After almost seven years in another country, after making Spanish friends, adapting to Spanish culture (not an easy task!) and making our house in Spain have some English comforts (I’m talking curtains and, hopefully, soon, a massive rug on the tiled floor of our living room), we have to admit that we will almost be English.

A few years ago, here, in the outback of Spain,  I met an English person from my neck of the woods and my whole being changed.  My childhood accent returned, one that I had tried so hard to eliminate, yet there it was, waiting to come out of that timeless cupboard. Did I know I was doing it?  No, I didn’t.  After my first encounter with someone who lived very close to me in England, I was taken aback by how my pronunciation had changed in that conversation.  In a way, I felt that I must have been putting it on, yet I hadn’t.  It just came, naturally.  Roots: I will always be an English person at heart.

But was does being English mean?  How can Spanish people single us out as English and not German or French?  Well, my pale skin was the first indicator but then there was the way I walk, the rhythm of my voice and many other little quirks that I don’t notice in myself.  Yet, strangely enough, English abroad don’t necessarily recognise other English, though we may be able to single out Germans or Americans from a distance.

Last week, we were in the South of Spain.  In November, there were no tourists yet the sun was still shining.  Students of Spanish got the chance to practise on the less-harassed Spanish staff and the few English people there were mostly expats.  The ‘fix’ of what I would refer to as a ‘Little Britain’ was welcome though, on this occasion, I didn’t meet any accents similar to mine.  But ‘English’ness was evident.  Shops were ready for English customers, fish and chip shops could be found and Yorkshire puddings were there to be enjoyed.  I suppose that goes to show that there are different kinds of English people.  Some want the sun but with an English lifestyle.

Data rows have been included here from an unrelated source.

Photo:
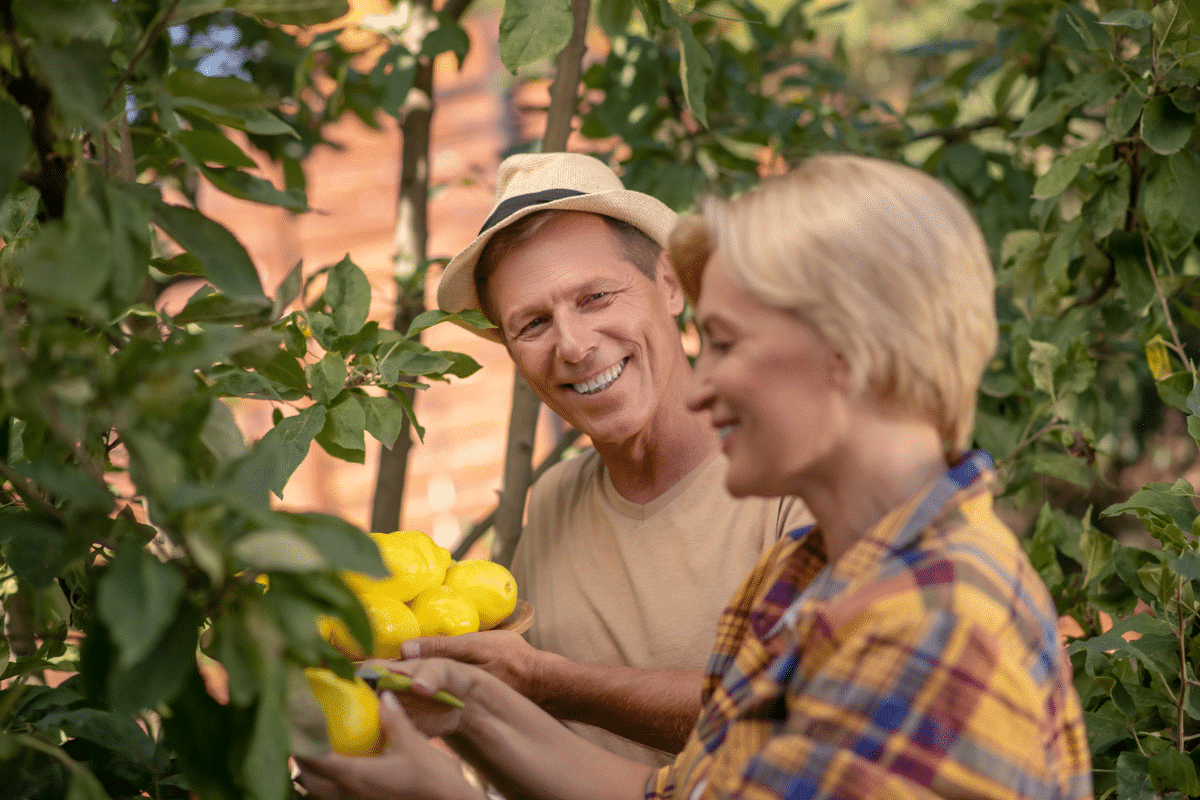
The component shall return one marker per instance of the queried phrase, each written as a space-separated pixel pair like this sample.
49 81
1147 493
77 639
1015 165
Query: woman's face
775 390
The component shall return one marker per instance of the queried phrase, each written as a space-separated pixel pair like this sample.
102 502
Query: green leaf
61 20
238 184
1063 467
342 543
1174 771
1134 18
695 67
345 426
265 765
533 30
162 673
289 441
1164 127
328 378
76 74
1063 170
1095 553
384 419
137 600
279 549
430 318
18 144
1133 777
226 262
252 120
348 296
36 549
211 148
219 90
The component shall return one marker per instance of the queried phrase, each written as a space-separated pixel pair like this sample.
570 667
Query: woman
901 647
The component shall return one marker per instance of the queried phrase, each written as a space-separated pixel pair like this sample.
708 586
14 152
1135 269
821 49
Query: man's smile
603 380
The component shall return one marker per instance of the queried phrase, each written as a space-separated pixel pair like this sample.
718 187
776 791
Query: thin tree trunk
523 421
412 256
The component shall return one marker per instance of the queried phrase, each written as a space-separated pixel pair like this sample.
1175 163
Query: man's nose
576 338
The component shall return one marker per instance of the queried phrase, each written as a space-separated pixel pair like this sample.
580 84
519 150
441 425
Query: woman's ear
673 290
840 377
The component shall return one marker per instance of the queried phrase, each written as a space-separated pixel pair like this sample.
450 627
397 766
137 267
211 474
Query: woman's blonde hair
883 260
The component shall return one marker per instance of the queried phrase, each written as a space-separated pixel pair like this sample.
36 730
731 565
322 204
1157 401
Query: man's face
593 336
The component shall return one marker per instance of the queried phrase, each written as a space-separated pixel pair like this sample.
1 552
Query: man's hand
409 767
503 654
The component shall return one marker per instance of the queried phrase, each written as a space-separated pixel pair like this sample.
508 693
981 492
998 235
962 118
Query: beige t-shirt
642 585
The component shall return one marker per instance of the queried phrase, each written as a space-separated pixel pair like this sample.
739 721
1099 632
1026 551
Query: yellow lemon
414 563
444 611
391 623
490 585
352 713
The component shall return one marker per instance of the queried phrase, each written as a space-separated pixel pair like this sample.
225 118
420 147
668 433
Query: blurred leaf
226 262
533 30
328 378
76 76
1164 127
345 426
1134 18
384 419
348 296
695 67
342 543
289 441
250 187
137 600
163 672
210 148
279 549
36 548
17 148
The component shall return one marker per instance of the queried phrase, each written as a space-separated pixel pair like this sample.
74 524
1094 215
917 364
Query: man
630 551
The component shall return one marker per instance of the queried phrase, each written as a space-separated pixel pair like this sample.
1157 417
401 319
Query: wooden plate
520 620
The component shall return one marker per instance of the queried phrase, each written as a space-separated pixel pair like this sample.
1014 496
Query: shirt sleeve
900 703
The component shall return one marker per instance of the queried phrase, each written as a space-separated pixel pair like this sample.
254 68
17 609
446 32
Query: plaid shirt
922 663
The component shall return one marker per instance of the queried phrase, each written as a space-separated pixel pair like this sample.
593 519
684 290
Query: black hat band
521 202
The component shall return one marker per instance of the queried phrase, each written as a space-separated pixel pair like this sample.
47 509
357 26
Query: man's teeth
601 380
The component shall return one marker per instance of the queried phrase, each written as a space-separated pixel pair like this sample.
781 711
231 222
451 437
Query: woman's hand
409 767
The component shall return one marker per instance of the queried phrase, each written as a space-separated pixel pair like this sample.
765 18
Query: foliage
135 517
1072 128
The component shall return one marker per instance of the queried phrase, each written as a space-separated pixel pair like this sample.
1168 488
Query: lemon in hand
391 623
444 611
490 585
352 713
414 563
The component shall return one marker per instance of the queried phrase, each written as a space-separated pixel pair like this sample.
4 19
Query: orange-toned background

Others, like my husband and I, wanted to experience a different lifestyle and, in those first months, wow, was it different.

In Galicia, entertainment as we knew it doesn’t exist, understanding how to approach roundabouts now has to be approached with uncanny care and there doesn’t seem to be such a thing as a takeaway, other than the restaurant will make it for you if you come and pick it up.  Carpets can’t be found, rugs are few and far between (we’re ordering one from Amazon!) and I should imagine there never was a milkman service!  These are the tings that make us English.

I had always been proud to be English but somewhere along the line, at round about forty eight years of age, I became disillusioned.  The years spent in Spain have been wonderful but, at the end of the day, roots really do count.  Being away has helped me be proud again!  Though I wouldn’t want to live in the South of Spain, the box of twelve mince pies that we picked up in an Andalusian supermarket were to die for.  So, what you lose on the roundabouts, you definitely gain on the swings!